US 11,892,913 B2
	Data lineage based multi-data store recovery
Tarun Thakur, Fremont, CA (US); Pin Zhou, San Jose, CA (US); and Prasenjit Sarkar, Los Gatos, CA (US)
Assigned to Rubrik, Inc., Palo Alto, CA (US)
Filed by Rubrik, Inc., Palo Alto, CA (US)
Filed on Jan. 5, 2016, as Appl. No. 14/988,307.
Claims priority of provisional application 62/099,747, filed on Jan. 5, 2015.
Prior Publication US 2016/0196187 A1, Jul. 7, 2016
Int. Cl. G06F 16/00 (2019.01); G06F 11/14 (2006.01); G06F 16/21 (2019.01); G06F 16/23 (2019.01)

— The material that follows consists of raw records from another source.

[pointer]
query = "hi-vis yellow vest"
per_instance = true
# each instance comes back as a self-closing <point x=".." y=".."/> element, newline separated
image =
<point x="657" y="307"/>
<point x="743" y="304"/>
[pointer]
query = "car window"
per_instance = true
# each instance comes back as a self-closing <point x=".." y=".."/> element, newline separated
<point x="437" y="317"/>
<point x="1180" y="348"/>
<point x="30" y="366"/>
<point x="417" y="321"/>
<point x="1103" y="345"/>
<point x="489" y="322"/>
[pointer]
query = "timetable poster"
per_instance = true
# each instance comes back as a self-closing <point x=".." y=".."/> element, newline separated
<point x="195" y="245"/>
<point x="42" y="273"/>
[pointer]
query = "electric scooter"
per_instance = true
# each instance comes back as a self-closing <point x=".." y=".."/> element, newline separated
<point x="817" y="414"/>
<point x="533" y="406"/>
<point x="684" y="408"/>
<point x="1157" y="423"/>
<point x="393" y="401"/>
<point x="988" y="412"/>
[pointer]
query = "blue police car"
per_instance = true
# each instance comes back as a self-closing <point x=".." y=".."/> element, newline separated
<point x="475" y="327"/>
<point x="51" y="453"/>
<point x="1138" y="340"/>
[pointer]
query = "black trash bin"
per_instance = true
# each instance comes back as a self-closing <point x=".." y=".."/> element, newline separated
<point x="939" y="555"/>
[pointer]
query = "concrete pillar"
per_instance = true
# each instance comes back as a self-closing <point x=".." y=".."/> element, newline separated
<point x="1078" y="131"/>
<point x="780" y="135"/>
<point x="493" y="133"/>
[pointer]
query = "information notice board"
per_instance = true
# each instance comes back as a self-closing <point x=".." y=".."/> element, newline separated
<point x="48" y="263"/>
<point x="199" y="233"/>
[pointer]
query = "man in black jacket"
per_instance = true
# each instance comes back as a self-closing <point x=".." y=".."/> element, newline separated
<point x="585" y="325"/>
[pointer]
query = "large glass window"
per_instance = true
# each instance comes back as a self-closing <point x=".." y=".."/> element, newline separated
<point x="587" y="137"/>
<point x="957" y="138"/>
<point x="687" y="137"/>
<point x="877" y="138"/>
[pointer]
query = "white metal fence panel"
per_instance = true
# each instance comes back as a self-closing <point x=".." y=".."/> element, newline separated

CPC G06F 11/1451 (2013.01) [G06F 11/1469 (2013.01); G06F 16/219 (2019.01); G06F 16/2329 (2019.01); G06F 2201/80 (2013.01)]

20 Claims

1. A non-transitory computer readable storage medium having instructions stored thereon for performing data lineage based multi-data store recovery, the instructions, when executed by one or more hardware-implemented processors of a data recovery system, configured to direct the data recovery system to:

identify that a first version of a first table of a plurality of tables comprises a corrupt version of first data, the corrupt version of the first data comprising at least one corrupt data file and one or more correct versions of data files included in the first data;

identify a prior version of the first table that comprises a correct version of the first data, the correct version of the first data comprising a respective correct version of the at least one corrupt data file and the one or more correct versions of data files included in the first data;

restore the first data by replacing the at least one corrupt data file with the correct version of the at least one data file while maintaining the one or more correct versions of the data files included in the first data and using the correct version of the first data stored in the prior version of the first table;

identify, based at least in part on a review of data lineage for the plurality of tables, a set of second tables that descend from the first table and include respective sets of second data that stem from the first data including the at least one corrupt data file;

identify, for the set of second tables, respective prior versions of the set of second tables that comprise correct versions of the respective sets of second data based at least in part on the correct version of the first data, wherein the identified prior versions of at least two of the set of second tables are associated with different propagation times for the corrupt version of the first data; and

restore the respective sets of second data using the correct versions of the respective sets of second data stored in the identified prior versions of the set of second tables.